While the EPA finalized its replacement for the Clean Power Plan last summer, it still has not finalized one of its most significant clean air rollbacks: the weakening of Obama-era fuel economy and tailpipe standards for cars and light-duty trucks. California and a coalition of states that follow its own tougher standards are poised to challenge that regulation, proposed jointly by the EPA and National Highway Traffic Safety Administration, shortly after it is finalized in a court battle that could stretch on for more than a year.

The vehicle standards rule has been stuck at the White House's Office of Information and Regulatory Affairs after it was reportedly received without an accompanying regulatory impact analysis or environmental impact statement.

"The more offices that are involved, the more people that are involved ... the more complicated it is and the more of a bump in the road this will be for them," said Janet McCabe, acting assistant administrator of the EPA's air office during the Obama administration.

Meanwhile, the EPA moved forward another high-profile rulemaking March 18 by publishing in the Federal Register a supplemental proposal expanding the scope of former EPA Administrator Scott Pruitt's so-called secret science rule.
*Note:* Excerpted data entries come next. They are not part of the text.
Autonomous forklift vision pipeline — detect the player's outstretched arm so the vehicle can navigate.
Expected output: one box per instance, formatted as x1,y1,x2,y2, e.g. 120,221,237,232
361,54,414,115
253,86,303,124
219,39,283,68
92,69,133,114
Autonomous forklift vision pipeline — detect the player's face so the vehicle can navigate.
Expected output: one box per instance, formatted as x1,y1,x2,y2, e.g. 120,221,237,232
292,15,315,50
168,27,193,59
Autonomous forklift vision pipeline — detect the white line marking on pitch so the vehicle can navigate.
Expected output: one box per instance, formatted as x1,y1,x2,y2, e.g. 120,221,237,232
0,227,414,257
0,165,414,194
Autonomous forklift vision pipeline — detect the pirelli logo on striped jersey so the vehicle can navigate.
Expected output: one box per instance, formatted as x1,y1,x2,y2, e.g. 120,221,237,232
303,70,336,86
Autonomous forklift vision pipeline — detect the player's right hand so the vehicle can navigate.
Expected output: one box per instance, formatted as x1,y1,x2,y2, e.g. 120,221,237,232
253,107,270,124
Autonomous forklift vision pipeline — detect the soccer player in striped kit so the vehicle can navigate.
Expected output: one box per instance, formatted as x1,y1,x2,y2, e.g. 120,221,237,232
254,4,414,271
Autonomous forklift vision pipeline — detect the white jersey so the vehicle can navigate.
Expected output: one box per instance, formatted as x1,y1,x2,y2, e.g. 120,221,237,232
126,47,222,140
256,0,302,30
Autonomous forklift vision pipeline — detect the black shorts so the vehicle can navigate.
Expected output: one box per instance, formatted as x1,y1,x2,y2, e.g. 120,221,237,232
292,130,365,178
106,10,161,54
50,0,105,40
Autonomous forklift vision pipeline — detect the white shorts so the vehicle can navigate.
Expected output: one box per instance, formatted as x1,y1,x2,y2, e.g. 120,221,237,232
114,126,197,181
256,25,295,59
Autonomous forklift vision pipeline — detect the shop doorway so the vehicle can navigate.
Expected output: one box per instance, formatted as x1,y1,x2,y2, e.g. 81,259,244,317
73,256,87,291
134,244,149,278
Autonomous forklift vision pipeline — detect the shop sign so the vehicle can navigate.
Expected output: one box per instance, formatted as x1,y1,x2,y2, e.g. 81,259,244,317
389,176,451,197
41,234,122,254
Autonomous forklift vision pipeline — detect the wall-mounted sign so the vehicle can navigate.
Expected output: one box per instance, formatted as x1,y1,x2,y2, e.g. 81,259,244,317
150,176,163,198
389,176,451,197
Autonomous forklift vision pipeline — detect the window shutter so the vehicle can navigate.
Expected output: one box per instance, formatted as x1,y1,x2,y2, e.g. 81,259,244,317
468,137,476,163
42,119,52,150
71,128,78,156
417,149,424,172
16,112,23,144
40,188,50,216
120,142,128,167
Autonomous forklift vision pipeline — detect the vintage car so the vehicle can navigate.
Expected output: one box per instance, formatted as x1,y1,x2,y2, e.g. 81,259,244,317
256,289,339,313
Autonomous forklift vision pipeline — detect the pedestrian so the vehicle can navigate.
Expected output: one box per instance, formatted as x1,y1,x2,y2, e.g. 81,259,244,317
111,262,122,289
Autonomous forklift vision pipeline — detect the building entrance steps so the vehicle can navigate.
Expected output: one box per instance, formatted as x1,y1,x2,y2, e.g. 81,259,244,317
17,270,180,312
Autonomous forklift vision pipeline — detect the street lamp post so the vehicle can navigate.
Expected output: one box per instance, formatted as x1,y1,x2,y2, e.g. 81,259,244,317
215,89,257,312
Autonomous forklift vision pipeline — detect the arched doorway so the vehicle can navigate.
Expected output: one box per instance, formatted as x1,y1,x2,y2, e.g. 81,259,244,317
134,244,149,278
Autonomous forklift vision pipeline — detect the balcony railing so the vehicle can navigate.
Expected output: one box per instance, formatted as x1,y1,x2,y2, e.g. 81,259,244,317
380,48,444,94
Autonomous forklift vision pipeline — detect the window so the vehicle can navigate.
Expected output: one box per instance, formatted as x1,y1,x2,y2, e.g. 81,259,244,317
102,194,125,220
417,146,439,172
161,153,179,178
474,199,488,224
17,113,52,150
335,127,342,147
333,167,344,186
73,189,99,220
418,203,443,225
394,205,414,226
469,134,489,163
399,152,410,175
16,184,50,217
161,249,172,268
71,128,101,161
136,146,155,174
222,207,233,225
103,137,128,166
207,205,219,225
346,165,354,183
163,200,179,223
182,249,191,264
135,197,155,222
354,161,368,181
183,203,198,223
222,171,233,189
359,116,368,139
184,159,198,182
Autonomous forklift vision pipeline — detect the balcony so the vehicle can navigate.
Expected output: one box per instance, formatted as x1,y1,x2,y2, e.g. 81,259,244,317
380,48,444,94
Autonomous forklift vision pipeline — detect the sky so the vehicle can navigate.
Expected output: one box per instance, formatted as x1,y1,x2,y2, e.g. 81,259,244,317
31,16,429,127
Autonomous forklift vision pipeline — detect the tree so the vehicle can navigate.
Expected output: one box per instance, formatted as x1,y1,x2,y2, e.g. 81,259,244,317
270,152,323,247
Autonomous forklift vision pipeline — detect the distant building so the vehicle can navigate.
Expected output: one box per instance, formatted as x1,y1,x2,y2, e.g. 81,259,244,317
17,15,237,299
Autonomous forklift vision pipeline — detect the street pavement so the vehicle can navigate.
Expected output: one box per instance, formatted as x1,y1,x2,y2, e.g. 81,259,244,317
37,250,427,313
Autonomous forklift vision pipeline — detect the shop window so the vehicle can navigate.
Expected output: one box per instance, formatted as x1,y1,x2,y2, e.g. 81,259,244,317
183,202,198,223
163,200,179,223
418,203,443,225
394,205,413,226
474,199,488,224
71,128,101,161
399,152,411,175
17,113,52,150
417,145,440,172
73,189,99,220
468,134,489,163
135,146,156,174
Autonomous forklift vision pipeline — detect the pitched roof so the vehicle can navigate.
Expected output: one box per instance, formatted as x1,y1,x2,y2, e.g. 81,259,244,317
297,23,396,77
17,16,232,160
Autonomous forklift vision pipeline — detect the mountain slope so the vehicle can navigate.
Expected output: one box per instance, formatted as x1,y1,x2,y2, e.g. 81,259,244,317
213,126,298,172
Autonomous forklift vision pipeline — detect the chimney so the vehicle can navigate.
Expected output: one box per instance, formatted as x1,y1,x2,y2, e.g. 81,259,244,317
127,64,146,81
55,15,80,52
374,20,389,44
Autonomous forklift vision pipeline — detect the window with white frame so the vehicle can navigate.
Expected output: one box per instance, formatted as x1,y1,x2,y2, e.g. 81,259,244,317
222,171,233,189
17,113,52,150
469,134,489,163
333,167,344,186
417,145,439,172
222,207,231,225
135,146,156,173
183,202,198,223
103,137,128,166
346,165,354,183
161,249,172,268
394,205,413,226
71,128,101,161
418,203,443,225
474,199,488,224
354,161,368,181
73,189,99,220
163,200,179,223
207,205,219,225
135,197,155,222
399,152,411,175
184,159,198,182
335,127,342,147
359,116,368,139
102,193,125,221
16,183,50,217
While the agency has claimed the proposed regulation would improve transparency by requiring public disclosure of the underlying data used to develop rules, critics fear that it will prohibit the agency from using the best available science. The March 18 Federal Register notice specified parties will have 30 days to comment on the supplemental proposal.

The Environmental Protection Network, a nonpartisan advocacy group composed of former EPA employees, is already planning to ask for a 60-day extension to the comment deadline, said John Bachmann, an Environmental Protection Network member and former associate director for science policy and new programs in the EPA's Office of Air Quality Planning and Standards.

"One of the bases is going to be, 'How can you do this when a lot of people who may want to comment are in difficult circumstances?'" Bachmann said in a recent interview.

On March 20, a coalition of nine organizations representing state and local governments wrote to the White House requesting a formal pause for all open public comment periods concerning active rulemakings and nonrulemaking notices "across every federal department or agency."

"At present, regulations.gov acknowledges nearly 700 open comment periods that will close in the next 30 days and more than 1,000 over the next 90 days," organizations including the National Governors Association, National League of Cities and National Association of Counties said. "The extreme impact on normal working and living conditions will impair the ability of not only state and local officials, but also the general public, issue experts and others to provide thoughtful and meaningful participation and involvement in potential federal government actions that directly affect millions of people.'

An EPA spokesperson said in a March 20 email that the EPA is open and continuing its regulatory work "business as usual."

"As regulations.gov is fully functioning, there is no barrier to the public providing comment during the established periods," the spokesperson said.